Alliant Energy, utility subsidiaries obtain $1 billion revolver

By Rebecca Melvin

Concord, N.H., Dec. 21 – Alliant Energy Corp. and subsidiaries Interstate Power and Light Co. and Wisconsin Power and Light Co. entered into a credit agreement that provides for a combined $1 billion revolving credit facility among the three borrowers, according to an 8-K filing with the Securities and Exchange Commission.

The amended and restated five-year master credit agreement was entered into on Dec. 17 with Wells Fargo Bank NA as administrative agent and matures on Dec. 17, 2026. Subject to certain conditions, the borrowers may exercise two extension options, for one year each.

The initial sublimit for borrowings is $450 million, $250 million and $300 million, respectively. The credit facility includes a $100 million letter of credit subfacility and $50 million swingline subfacility, which are available to all of the borrowers. Subject to certain conditions, Alliant Energy, IPL and WPL may each reallocate and change its initial sublimit up to $500 million, $400 million and $500 million, respectively, within the $1 billion total commitment.
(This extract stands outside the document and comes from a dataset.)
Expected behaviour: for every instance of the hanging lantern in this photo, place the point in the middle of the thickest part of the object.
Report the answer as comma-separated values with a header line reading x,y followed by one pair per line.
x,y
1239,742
The facility provides for an expansion option that will allow Alliant Energy, IPL and WPL to request an increase in the facility of up to an additional $300 million. The credit facility amends and restates an existing master five-year credit facility, by and between Alliant Energy, IPL, WPL, the lenders from time to time who are a party thereto, and Wells Fargo Bank, NA as administrative agent.

Each borrower may use borrowings under the credit facility for general corporate purposes including working capital, interim funding of capital expenditures and supporting such borrower’s commercial paper program.
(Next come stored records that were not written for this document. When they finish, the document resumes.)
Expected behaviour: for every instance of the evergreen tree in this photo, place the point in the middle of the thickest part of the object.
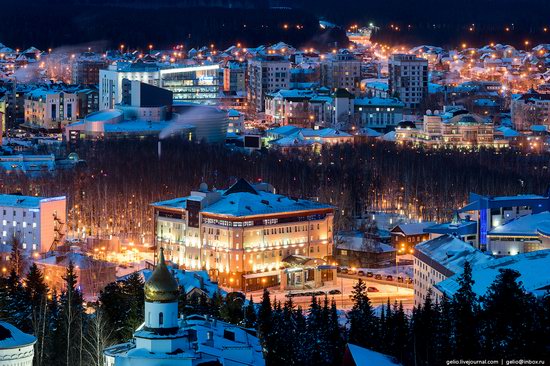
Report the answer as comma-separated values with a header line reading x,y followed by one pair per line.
x,y
508,319
70,328
250,316
231,309
17,259
465,310
335,338
36,292
121,303
363,323
265,317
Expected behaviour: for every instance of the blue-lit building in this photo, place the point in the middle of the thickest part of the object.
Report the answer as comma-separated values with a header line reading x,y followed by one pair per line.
x,y
502,225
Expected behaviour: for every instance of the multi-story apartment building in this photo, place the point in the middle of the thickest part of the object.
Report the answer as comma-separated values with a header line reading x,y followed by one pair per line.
x,y
408,79
242,235
530,109
266,74
38,223
234,77
194,84
342,71
50,109
438,259
380,114
85,68
459,131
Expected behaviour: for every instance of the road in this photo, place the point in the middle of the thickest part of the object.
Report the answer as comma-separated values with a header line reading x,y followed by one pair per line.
x,y
386,289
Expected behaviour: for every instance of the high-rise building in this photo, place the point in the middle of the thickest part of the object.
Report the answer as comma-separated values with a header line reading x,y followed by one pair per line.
x,y
243,234
50,109
193,84
342,71
266,74
530,109
408,79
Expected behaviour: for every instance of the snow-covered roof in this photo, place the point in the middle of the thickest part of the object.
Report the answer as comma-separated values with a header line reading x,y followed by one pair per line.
x,y
379,102
241,200
190,280
366,357
17,201
529,225
413,228
11,337
451,252
533,269
355,242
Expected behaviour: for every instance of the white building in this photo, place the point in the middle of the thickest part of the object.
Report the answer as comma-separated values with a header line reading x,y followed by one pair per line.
x,y
50,109
40,223
438,259
380,114
342,71
16,347
532,267
530,109
164,339
266,74
195,84
408,79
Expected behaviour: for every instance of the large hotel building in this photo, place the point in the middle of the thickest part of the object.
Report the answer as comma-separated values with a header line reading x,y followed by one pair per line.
x,y
247,236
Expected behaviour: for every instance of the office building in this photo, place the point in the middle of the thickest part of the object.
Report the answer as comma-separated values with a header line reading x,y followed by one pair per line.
x,y
189,84
243,234
342,71
50,109
438,259
408,79
38,222
530,109
266,74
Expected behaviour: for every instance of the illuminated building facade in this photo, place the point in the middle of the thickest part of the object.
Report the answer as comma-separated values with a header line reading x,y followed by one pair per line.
x,y
193,84
38,222
266,74
408,79
49,109
242,235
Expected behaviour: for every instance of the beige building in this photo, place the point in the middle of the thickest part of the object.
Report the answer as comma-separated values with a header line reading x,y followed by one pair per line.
x,y
266,74
49,109
459,131
530,109
438,259
38,222
244,235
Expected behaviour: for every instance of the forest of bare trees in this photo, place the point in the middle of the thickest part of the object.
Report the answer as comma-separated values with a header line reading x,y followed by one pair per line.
x,y
122,178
Borrowings accrue interest at a Eurodollar rate plus 69 basis points to 147.5 bps, depending on ratings.

The credit agreement contains covenants that, among other things, require Alliant Energy to maintain a debt-to-capital ratio of not greater than 65% on a consolidated basis.
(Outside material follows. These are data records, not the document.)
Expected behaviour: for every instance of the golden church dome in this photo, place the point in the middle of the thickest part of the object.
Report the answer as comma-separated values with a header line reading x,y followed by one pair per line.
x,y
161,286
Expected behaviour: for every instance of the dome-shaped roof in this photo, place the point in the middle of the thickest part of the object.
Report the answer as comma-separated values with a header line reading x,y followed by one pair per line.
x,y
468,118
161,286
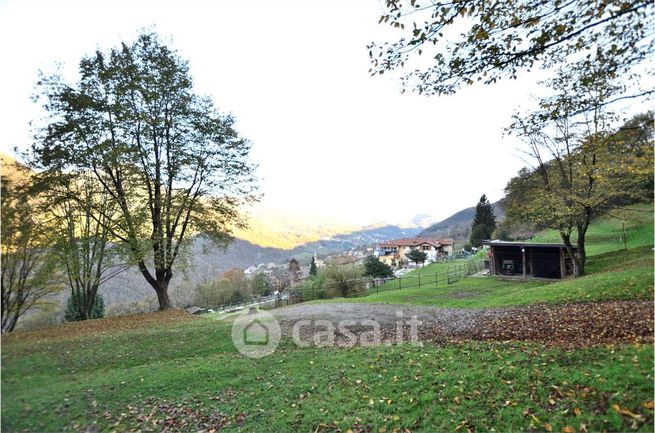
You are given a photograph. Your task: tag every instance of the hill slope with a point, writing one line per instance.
(458, 225)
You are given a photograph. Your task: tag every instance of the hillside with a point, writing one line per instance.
(458, 225)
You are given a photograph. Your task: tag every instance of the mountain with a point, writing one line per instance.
(203, 262)
(458, 225)
(270, 227)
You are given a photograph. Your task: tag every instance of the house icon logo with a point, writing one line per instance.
(256, 335)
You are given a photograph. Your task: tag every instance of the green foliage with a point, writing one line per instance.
(232, 287)
(29, 274)
(314, 287)
(614, 272)
(75, 305)
(469, 42)
(374, 268)
(294, 269)
(312, 267)
(382, 387)
(584, 167)
(260, 284)
(417, 256)
(344, 281)
(484, 222)
(170, 162)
It also contains a covenant that prohibits placing liens on any of the property of Alliant Energy, IPL or WPL or their subsidiaries with certain exceptions such as liens to secure obligations of up to 10% of the consolidated tangible assets of such borrower.

It also contains a covenant that requires, during its term, any proceeds from asset sales, with certain exclusions, in excess of 25% of a borrower’s consolidated assets be used to reduce certain debt commitments. Exclusions include certain sale and lease-back transactions, sales of non-regulated assets, intercompany asset sales and sales of certain contracts and accounts receivables.

There are customary events of default, including a cross-default provision whereby Alliant Energy would be in default under the credit agreement if Alliant Energy or significant subsidiaries including IPL and WPL defaults on debt (other than nonrecourse debt) totaling $100 million or more.

IPL is subject to a similar-cross default provision with respect to its own consolidated debt. WPL is subject to a similar cross default provision with respect to its own consolidated debt. A default by Alliant Energy or its non-regulated subsidiaries would not trigger a cross default at IPL or WPL, nor would a default by either of IPL or WPL constitute a cross-default event for the other.

The obligations of Alliant Energy, IPL and WPL are several and not joint. No borrower is liable for the conduct of any other borrower, and no borrower is a primary obligor, guarantor or surety for the obligation of any other borrower under the agreement.

Alliant Energy is a Madison, Wis., utility holding company.